Marta fell asleep on the cot, and I hummed to myself as I chiseled out the American eagle long into the night. It was a crude, slap-dash job, and I covered its faults with putty and the fake gilt.

A few hours before sunrise, I glued the emblem to the desk, applied clamps, and dropped off to sleep. It was ready for the new commandant, exactly, save for the emblem, as I had designed it for the Russian.

 

They came for the desk early the next morning, a half-dozen soldiers and the captain. The desk looked like a casket for an Oriental potentate as they carried it like pallbearers across the street. The major met them at the door, and cried warnings whenever they threatened to bump the treasure against the doorframe. The door closed, the sentry took up his position before it again, and there was nothing more to see.

I went into my workroom, cleared the shavings from the bench, and began a letter to Major Lawson Evans, 1402 MP Company, Beda, Czechoslovakia.

Dear sir:
I wrote,
There is one thing about the desk I neglected to tell you. If you will look just below the eagle, you will find…

I didn’t take it across the street right away, although I’d intended to. It made me feel a little sick to read it over—something I never would have felt had it been addressed to the Russian commandant, who was to have received it originally. Thinking about the letter spoiled my lunch, though I haven’t had enough to eat for years. Marta was too lost in her own depression to notice, though she scolds me when I don’t look out for myself. She took away my untouched plate without a word.

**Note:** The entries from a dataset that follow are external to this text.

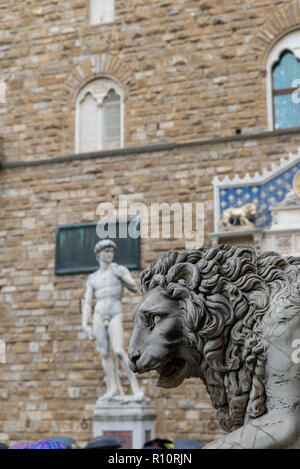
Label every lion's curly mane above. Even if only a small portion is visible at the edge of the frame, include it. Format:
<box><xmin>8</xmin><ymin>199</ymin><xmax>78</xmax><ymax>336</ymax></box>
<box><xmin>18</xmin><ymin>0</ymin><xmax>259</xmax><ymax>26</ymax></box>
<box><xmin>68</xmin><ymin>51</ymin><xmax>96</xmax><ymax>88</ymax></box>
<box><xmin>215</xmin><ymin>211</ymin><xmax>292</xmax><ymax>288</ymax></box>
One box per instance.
<box><xmin>141</xmin><ymin>245</ymin><xmax>300</xmax><ymax>431</ymax></box>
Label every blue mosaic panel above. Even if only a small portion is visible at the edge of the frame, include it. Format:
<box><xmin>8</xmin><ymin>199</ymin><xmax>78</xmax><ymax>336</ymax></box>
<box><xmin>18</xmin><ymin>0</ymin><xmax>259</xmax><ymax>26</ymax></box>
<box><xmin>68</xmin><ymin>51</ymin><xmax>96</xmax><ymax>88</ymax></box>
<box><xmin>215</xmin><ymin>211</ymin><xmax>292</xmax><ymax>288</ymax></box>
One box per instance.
<box><xmin>220</xmin><ymin>162</ymin><xmax>300</xmax><ymax>228</ymax></box>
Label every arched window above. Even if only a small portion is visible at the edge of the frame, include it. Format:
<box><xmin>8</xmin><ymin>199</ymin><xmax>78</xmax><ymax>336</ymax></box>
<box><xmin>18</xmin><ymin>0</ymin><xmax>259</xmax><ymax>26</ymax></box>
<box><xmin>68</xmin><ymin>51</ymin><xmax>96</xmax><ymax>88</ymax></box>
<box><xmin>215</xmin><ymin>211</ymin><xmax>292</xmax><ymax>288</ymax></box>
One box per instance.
<box><xmin>267</xmin><ymin>31</ymin><xmax>300</xmax><ymax>130</ymax></box>
<box><xmin>90</xmin><ymin>0</ymin><xmax>115</xmax><ymax>25</ymax></box>
<box><xmin>75</xmin><ymin>78</ymin><xmax>123</xmax><ymax>153</ymax></box>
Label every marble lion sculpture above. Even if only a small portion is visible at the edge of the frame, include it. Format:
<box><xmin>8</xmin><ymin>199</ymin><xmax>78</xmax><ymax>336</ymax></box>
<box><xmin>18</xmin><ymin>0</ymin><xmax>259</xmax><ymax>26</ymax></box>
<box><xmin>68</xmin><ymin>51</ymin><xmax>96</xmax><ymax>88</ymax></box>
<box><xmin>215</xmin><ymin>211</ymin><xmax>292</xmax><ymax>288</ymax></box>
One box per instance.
<box><xmin>128</xmin><ymin>245</ymin><xmax>300</xmax><ymax>448</ymax></box>
<box><xmin>221</xmin><ymin>203</ymin><xmax>257</xmax><ymax>229</ymax></box>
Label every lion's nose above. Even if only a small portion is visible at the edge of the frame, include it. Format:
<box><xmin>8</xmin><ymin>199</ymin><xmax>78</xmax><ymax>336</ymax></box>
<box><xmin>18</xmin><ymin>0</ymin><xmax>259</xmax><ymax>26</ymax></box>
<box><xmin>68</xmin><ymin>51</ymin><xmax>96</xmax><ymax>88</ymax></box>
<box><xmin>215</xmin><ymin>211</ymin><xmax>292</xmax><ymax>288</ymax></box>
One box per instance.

Late in the afternoon, I drank the last of the Scotch, and walked across the street. I handed the envelope to the sentry.

“This another one about the window, Pop?” said the sentry. Apparently the window episode was a joke in wide circulation.

“No, another matter—about the desk.”

“O.K., Pop.”

“Thanks.”

I went back to my workshop, and lay down on my cot to wait. I even managed to nap a little.

It was Marta who awakened me.

“All right, I’m ready,” I murmured.

“Ready for what?”

“The soldiers.”

“Not the soldiers—the major. He’s leaving.”

“He’s what?” I threw my legs over the side of the cot.

“He’s getting into a jeep with all of his equipment. Major Evans is leaving Beda!”

I hurried to the front window, and pulled aside the cardboard. Major Evans was seated in the rear of a jeep, in the midst of duffel bags, a bed roll, and other equipment. One would have thought from his appearance that a battle was raging on the outskirts of Beda. He glowered from beneath a steel helmet, and he had a carbine beside him, and a cartridge belt, knife, and pistol about his waist.

“He got his transfer,” I said in wonderment.

“He’s going to fight the guerrillas,” laughed Marta.

“God help them.”

The jeep started. Major Evans waved, and jolted away into the distance. The last I saw of the remarkable man was as the jeep reached the crest of a hill at the town’s edge. He turned, thumbed his nose, and was lost from sight in the valley beyond.

Captain Donnini, across the street, caught my eye and nodded.

“Who’s the new commandant?” I called.

He tapped his chest.

“What is an Eagle Scout?” whispered Marta.